Each speaker thus yielded six frames of speech from eleven vowels. This gave
528 frames from the eight speakers used to train the networks and 462 frames
from the seven speakers used to test the networks.
Details of the Models
All the models had common structure of one layer of hidden units and two
layers of weights. Some of the models used fixed weights in the first layer
to perform a dimensionality expansion [Robinson89:sect3.1], and the remainder
modified the first layer of weights using the error propagation algorithm for
general nodes described in [Robinson89:chap2]. In the second layer the hidden
units were mapped onto the outputs using the conventional weighted-sum type
nodes with a linear activation function. When Gaussian nodes were used the
range of influence of the nodes, w_ij1, was set to the standard deviation of
the training data for the appropriate input dimension. If the locations of
these nodes, w_ij0, are placed randomly, then the model behaves like a
continuous version of the modified Kanerva model [PragerFallside88]. If the
locations are placed at the points defined by the input examples then the
model implements a radial basis function [BroomheadLowe88]. The first layer
of weights remains constant in both of these models, but can be also trained
using the equations of [Robinson89:sect2.4]. Replacing the Gaussian nodes
with the conventional type gives a multilayer perceptron and replacing them
with conventional nodes with the activation function f(x) = x^2 gives a
network of square nodes. Finally, dispensing with the first layer altogether
yields a single layer perceptron.
The scaling factor between gradient of the energy and the change made to the
weights (the `learning rate', `eta') was dynamically varied during training,
as described in [Robinson89:sect2.5]. If the energy decreased this factor was
increased by 5%, if it increased the factor was halved. The networks changed
the weights in the direction of steepest descent which is susceptible to
finding a local minimum. A `momentum' term [RumelhartHintonWilliams86] is
often used with error propagation networks to smooth the weight changes and
`ride over' small local minima. However, the optimal value of this term is
likely to be problem dependent, and in order to provide a uniform framework,
this additional term was not used.
Recognition Results
This experiment was originally carried out with only two frames of data from
each word [RobinsonNiranjanFallside88-tr]. In the earlier experiment some
problems were encountered with a phenomena termed `overtraining' whereby the
recognition rate on the test data peaks part way through training then decays
significantly. The recognition rates for the six frames per word case are
given in table 4.2 and are generally higher and show less variability than the
previously presented results. However, the recognition rate on the test set
still displays large fluctuations during training, as shown by the plots in
[Robinson89:fig3.2] Some fluctuations will arise from the fact that the
minimum in weight space for the training set will not be coincident with the
minima for the test set. Thus, half the possible trajectories during learning
will approach the test set minimum and then move away from it again on the way
to the training set minima [Mark Plumbley, personal communication]. In
addition, continued training sharpens the class boundaries which makes the
energy insensitive to the class boundary position [Mahesan Niranjan, personal
communiation]. For example, there are a large number planes defined with
threshold units which will separate two points in the input space, but only
one least squares solution for the case of linear units.

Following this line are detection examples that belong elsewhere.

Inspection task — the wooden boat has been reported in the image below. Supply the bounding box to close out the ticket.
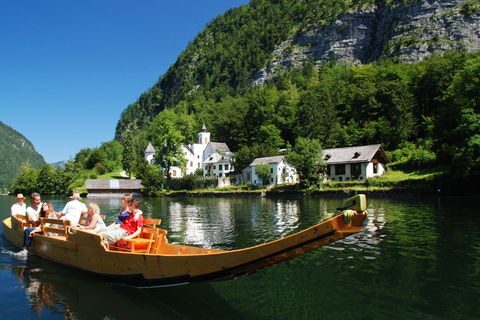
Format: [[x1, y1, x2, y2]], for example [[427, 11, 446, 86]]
[[3, 195, 366, 287]]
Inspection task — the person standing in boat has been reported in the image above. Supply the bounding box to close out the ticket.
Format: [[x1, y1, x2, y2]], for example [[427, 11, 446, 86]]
[[94, 199, 143, 250], [109, 193, 143, 227], [59, 191, 87, 226], [23, 201, 57, 252], [81, 202, 106, 231], [27, 192, 42, 227], [10, 193, 27, 216]]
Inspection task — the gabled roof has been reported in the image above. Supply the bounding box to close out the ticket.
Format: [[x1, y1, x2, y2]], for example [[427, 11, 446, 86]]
[[182, 143, 195, 154], [209, 141, 230, 153], [203, 151, 232, 164], [145, 142, 156, 153], [250, 156, 285, 167], [323, 144, 391, 164], [86, 179, 142, 190]]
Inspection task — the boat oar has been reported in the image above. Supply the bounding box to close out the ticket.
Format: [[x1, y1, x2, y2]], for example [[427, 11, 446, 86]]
[[337, 200, 357, 212]]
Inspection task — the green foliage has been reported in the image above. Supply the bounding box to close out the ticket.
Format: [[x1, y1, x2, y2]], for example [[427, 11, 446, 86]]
[[0, 119, 45, 192], [150, 110, 186, 179], [460, 1, 480, 17], [285, 137, 325, 185], [9, 161, 38, 194], [235, 143, 276, 170], [136, 158, 165, 196], [389, 141, 436, 170], [37, 164, 58, 194], [85, 148, 107, 170], [182, 174, 198, 190], [122, 134, 136, 177]]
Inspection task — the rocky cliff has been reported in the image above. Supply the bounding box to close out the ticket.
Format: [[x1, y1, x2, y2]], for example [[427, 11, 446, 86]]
[[252, 0, 480, 85]]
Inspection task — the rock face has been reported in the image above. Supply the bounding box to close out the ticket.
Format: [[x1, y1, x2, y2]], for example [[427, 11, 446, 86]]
[[252, 0, 480, 85]]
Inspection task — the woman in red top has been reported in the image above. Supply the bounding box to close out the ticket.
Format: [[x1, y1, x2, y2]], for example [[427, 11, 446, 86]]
[[95, 199, 143, 249]]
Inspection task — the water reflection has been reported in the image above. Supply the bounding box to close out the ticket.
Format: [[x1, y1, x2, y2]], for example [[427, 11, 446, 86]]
[[0, 197, 480, 319]]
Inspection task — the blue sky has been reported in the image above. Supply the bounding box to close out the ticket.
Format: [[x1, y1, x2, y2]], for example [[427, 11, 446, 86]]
[[0, 0, 250, 163]]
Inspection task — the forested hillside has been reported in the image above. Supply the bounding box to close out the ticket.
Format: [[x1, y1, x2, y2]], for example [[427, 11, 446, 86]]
[[10, 0, 480, 195], [116, 0, 480, 140], [116, 0, 480, 180], [0, 121, 45, 192]]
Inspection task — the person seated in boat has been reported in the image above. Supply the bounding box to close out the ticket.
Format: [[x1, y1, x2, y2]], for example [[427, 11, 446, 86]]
[[109, 193, 143, 227], [10, 193, 27, 216], [94, 199, 143, 249], [80, 202, 106, 231], [23, 201, 57, 251], [27, 192, 42, 227], [59, 191, 87, 226]]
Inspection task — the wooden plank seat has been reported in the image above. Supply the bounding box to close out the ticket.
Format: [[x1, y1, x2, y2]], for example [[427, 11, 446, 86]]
[[15, 213, 31, 229], [40, 218, 72, 240], [110, 219, 167, 253], [78, 214, 107, 226]]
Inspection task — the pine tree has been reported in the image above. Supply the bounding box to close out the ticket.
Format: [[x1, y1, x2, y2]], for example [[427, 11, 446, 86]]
[[122, 133, 135, 178]]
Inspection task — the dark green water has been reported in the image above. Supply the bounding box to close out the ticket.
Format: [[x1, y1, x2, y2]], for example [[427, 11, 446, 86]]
[[0, 196, 480, 319]]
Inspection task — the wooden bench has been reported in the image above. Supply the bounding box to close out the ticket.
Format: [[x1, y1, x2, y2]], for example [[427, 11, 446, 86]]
[[78, 214, 107, 226], [110, 219, 167, 253], [15, 213, 31, 229], [40, 218, 72, 240]]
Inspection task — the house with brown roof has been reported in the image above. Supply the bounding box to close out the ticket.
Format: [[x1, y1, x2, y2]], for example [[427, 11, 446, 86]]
[[248, 156, 298, 186], [323, 144, 391, 181], [86, 179, 143, 198]]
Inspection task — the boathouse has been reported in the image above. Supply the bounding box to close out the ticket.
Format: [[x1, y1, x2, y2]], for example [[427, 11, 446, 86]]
[[323, 144, 391, 181], [86, 179, 142, 198]]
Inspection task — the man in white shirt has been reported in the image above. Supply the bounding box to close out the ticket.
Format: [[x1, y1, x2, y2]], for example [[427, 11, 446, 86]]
[[60, 191, 87, 226], [11, 193, 27, 216], [27, 192, 42, 227]]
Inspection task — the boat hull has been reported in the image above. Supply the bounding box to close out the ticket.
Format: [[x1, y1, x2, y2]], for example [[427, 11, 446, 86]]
[[3, 212, 365, 287]]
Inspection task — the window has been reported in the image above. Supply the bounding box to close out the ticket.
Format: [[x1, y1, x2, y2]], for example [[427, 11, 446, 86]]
[[335, 164, 345, 175]]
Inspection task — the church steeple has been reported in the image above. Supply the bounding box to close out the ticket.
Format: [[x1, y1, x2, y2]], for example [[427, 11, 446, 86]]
[[198, 123, 210, 145]]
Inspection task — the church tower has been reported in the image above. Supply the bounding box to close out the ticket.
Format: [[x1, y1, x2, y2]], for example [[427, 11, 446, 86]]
[[198, 123, 210, 145]]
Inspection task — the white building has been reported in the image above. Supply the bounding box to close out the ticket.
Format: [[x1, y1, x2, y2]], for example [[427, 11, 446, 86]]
[[248, 156, 298, 186], [323, 144, 391, 181], [145, 124, 234, 177]]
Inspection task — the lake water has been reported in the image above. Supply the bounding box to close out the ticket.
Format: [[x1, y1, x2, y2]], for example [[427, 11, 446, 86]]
[[0, 196, 480, 319]]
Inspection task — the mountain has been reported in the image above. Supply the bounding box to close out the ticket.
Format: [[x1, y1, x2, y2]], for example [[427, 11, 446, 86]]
[[0, 121, 45, 192], [115, 0, 480, 140]]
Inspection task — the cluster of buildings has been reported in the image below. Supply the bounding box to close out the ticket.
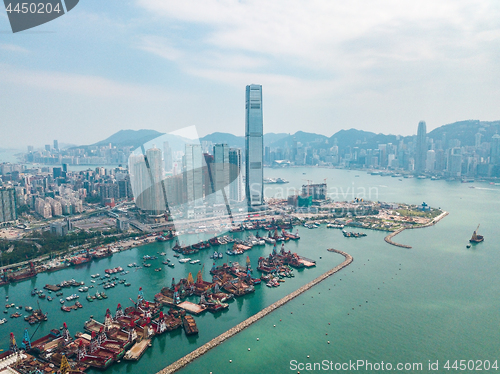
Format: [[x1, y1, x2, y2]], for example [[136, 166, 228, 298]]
[[0, 85, 264, 225], [264, 121, 500, 178], [24, 140, 133, 165], [129, 85, 264, 221]]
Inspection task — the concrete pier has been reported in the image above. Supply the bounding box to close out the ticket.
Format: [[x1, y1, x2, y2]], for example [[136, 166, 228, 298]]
[[158, 249, 353, 374], [384, 212, 449, 248]]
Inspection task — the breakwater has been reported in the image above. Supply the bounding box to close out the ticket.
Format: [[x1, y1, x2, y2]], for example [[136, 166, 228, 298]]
[[384, 212, 449, 248], [158, 249, 353, 374]]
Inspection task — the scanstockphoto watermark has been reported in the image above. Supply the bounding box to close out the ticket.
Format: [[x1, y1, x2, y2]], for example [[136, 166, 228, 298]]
[[290, 360, 424, 372], [4, 0, 80, 33], [264, 183, 379, 201]]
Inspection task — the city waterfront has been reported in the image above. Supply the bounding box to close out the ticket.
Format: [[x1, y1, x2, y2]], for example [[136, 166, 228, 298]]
[[0, 168, 500, 373]]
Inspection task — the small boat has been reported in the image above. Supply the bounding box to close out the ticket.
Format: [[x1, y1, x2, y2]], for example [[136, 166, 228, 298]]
[[469, 225, 484, 243]]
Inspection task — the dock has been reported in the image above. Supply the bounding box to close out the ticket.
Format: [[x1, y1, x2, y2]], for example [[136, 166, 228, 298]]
[[157, 249, 353, 374], [176, 301, 207, 315], [123, 339, 151, 361], [43, 284, 61, 292], [384, 211, 449, 249]]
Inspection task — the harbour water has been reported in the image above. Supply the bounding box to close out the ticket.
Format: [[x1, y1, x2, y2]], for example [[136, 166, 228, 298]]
[[0, 168, 500, 374]]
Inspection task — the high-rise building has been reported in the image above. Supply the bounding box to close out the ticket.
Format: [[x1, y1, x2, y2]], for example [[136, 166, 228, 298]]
[[245, 84, 264, 208], [163, 142, 172, 171], [212, 144, 229, 203], [415, 121, 427, 172], [0, 187, 17, 223], [490, 134, 500, 165], [229, 148, 243, 202], [129, 147, 166, 215], [448, 147, 462, 177], [474, 132, 483, 148], [425, 149, 436, 171], [146, 145, 165, 215], [183, 144, 203, 205]]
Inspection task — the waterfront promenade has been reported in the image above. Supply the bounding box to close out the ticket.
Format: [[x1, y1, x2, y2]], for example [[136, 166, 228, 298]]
[[158, 249, 353, 374], [384, 212, 449, 249]]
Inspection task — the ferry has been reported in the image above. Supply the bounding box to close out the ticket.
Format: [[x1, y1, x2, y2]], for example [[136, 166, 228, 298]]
[[469, 225, 484, 243]]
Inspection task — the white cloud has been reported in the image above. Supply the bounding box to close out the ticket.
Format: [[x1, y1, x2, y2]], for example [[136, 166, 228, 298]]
[[137, 35, 183, 61], [0, 44, 29, 53], [0, 64, 171, 101]]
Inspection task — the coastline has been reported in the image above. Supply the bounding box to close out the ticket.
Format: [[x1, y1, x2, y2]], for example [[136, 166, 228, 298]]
[[157, 249, 353, 374], [384, 211, 449, 249]]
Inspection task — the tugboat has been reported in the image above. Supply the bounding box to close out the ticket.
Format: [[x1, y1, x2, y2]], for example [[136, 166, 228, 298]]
[[183, 315, 198, 335], [469, 224, 484, 243]]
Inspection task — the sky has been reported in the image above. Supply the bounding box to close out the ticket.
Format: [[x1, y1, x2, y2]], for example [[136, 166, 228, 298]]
[[0, 0, 500, 148]]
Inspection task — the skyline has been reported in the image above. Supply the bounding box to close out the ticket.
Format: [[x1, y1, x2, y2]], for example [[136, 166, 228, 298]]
[[0, 0, 500, 148]]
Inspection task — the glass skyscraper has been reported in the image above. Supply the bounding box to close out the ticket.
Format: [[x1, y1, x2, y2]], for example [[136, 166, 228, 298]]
[[245, 84, 264, 208], [415, 121, 427, 172]]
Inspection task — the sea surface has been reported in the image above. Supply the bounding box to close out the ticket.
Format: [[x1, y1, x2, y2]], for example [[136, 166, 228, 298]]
[[0, 168, 500, 374]]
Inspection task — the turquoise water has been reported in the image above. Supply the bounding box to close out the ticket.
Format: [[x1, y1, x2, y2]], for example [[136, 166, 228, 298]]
[[0, 169, 500, 373]]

+-------------------------+--------+---------+---------+
| | no. of | no. | percent |
| Classifier | hidden | correct | correct |
| | units | | |
+-------------------------+--------+---------+---------+
| Single-layer perceptron | - | 154 | 33 |
| Multi-layer perceptron | 88 | 234 | 51 |
| Multi-layer perceptron | 22 | 206 | 45 |
| Multi-layer perceptron | 11 | 203 | 44 |
| Modified Kanerva Model | 528 | 231 | 50 |
| Modified Kanerva Model | 88 | 197 | 43 |
| Radial Basis Function | 528 | 247 | 53 |
| Radial Basis Function | 88 | 220 | 48 |
| Gaussian node network | 528 | 252 | 55 |
| Gaussian node network | 88 | 247 | 53 |
| Gaussian node network | 22 | 250 | 54 |
| Gaussian node network | 11 | 211 | 47 |
| Square node network | 88 | 253 | 55 |
| Square node network | 22 | 236 | 51 |
| Square node network | 11 | 217 | 50 |
| Nearest neighbour | - | 260 | 56 |
+-------------------------+--------+---------+---------+
Table 4.2: Vowel classification with different non-linear classifiers
Discussion
From these vowel classification results it can be seen that minimising the
least mean square error over a training set does not guarantee good
generalisation to the test set. The best results were achieved with nearest
neighbour analysis which classifies an item as the class of the closest
example in the training set measured using the Euclidean distance. It is
expected that the problem of overtraining could be overcome by using a larger
training set taking data from more speakers. The performance of the Gaussian
and square node network was generally better than that of the multilayer
perceptron. In other speech recognition problems which attempt to classify
single frames of speech, such as those described by McCulloch and Ainsworth
[McCullochAinsworth88] and that of [Robinson89:chap7 and
RobinsonFallside88-neuro], the nearest neighbour algorithm does not perform as
well as a multilayer perceptron. It would be interesting to investigate this
difference and apply a network of Gaussian or square nodes to these problems.
The initial weights to the hidden units in the Gaussian network can be given a
physical interpretation in terms of matching to a template for a set of
features. This gives an advantage both in shortening the training time and
also because the network starts at a point in weight space near a likely
solution, which avoids some possible local minima which represent poor
solutions.
The results of the experiments with Gaussian and square nodes are promising.
However, it has not been the aim of this chapter to show that a particular
type of node is necessarily `better' for error propagation networks than the
weighted sum node, but that the error propagation algorithm can be applied
successfully to many different types of node.